Amyotrophic lateral sclerosis (ALS) is a motor neuron disease, first identified in 1869. The ALS Association describes it as “a progressive neurodegenerative disease that affects nerve cells in the brain and the spinal cord. With voluntary muscle action progressively affected, patients in the later stages of the disease may become totally paralyzed.

Jennifer Gray, president of St. Charles Home and School Association, said parents were asked to make a donation for the project. Welsh said money is still coming in and hasn’t been tallied.

St.

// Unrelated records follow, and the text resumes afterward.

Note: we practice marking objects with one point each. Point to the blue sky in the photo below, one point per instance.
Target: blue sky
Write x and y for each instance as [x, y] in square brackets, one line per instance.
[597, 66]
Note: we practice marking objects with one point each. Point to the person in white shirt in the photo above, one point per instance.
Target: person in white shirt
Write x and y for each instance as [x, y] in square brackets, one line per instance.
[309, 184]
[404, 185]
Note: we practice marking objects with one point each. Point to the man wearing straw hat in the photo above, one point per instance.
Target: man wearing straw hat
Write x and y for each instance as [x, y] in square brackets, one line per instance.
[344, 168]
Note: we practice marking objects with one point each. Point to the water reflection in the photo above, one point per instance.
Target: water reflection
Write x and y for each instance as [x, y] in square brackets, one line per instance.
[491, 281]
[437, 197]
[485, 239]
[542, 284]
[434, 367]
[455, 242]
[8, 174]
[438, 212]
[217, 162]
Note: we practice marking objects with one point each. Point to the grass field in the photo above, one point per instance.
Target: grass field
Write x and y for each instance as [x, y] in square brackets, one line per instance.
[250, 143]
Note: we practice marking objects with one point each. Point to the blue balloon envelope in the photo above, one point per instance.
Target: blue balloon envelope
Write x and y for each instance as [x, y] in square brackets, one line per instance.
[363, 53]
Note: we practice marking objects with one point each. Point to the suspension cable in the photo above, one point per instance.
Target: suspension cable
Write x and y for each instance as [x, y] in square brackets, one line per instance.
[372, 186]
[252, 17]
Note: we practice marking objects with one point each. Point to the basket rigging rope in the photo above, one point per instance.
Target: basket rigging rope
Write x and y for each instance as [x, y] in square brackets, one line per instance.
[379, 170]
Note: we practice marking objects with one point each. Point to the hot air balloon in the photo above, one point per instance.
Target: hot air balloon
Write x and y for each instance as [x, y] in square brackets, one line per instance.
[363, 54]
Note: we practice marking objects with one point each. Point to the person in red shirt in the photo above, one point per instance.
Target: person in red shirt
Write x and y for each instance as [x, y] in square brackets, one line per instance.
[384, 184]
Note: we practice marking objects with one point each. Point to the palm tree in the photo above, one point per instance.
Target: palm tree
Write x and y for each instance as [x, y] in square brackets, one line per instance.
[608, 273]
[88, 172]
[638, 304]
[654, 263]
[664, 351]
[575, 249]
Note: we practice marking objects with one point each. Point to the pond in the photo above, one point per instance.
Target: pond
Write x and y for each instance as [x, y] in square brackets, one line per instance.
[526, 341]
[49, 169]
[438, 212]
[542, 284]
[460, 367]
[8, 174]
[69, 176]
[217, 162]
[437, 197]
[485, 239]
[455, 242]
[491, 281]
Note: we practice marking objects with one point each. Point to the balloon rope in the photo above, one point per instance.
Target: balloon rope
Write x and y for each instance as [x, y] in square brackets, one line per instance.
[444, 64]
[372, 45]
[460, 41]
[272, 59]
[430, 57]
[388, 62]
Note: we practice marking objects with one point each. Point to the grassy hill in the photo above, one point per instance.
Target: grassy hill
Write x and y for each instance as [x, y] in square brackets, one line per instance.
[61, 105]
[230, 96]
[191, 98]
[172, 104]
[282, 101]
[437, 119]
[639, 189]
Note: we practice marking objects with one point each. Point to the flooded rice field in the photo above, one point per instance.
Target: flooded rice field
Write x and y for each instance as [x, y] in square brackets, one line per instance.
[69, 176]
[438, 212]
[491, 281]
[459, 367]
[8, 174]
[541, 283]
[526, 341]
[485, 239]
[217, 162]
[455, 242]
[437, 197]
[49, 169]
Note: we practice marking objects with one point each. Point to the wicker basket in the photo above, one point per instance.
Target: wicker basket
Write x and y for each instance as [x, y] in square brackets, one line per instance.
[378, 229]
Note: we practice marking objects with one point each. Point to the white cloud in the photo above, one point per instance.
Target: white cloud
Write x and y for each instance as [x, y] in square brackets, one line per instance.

Charles, meanwhile, has challenged St. Christine School, St. Charles youth ministry and Lumen Christi Catholic Schools staff.

The challenges at the parochial schools did not encounter any issues with the Catholic church because the funds benefit Terlesky.

Bishop George V. Murry of the Diocese of Youngstown said the diocese has “no moral problem” with people participating in the ALS Ice Bucket Challenge. But, he said, funds raised should benefit an ALS patient directly, for example, for medical care and associated expenses, or be donated toward adult stem-cell research. St. John Paul II Medical Research Institute in Iowa City, Iowa, focuses on adult stem-cell research.

Where the Catholic church takes issue with the fundraiser is that a portion of donated money goes to embryonic stem-cell research by the ALS Association.

“The church believes that the destruction of embryonic stem cells is immoral,” Bishop Murry said. That research involves the destruction of a human life, the church says.

In a letter to parochial school staffs in the diocese, it was noted that the “Pontifical Academy for Life has stated that all human life embryos are inherently valuable and should not be voluntarily destroyed as they are from the moment of the union of cells.” The statement continued that “the Church supports research that involves stem cells from adult tissues and the umbilical cord, as it involves no harm to human beings at any state of development.”

Bishop Murry said he witnessed the progress of the disease on the Rev. Brad Helman, who served at St. Michael the Archangel Church in Canton. The priest died in 2010, eight months after his diagnosis. Bishop Murry said he saw more diminished abilities at each visit with Father Helman. “We need to find a cure for this devastating disease as soon as possible,” Bishop Murry said.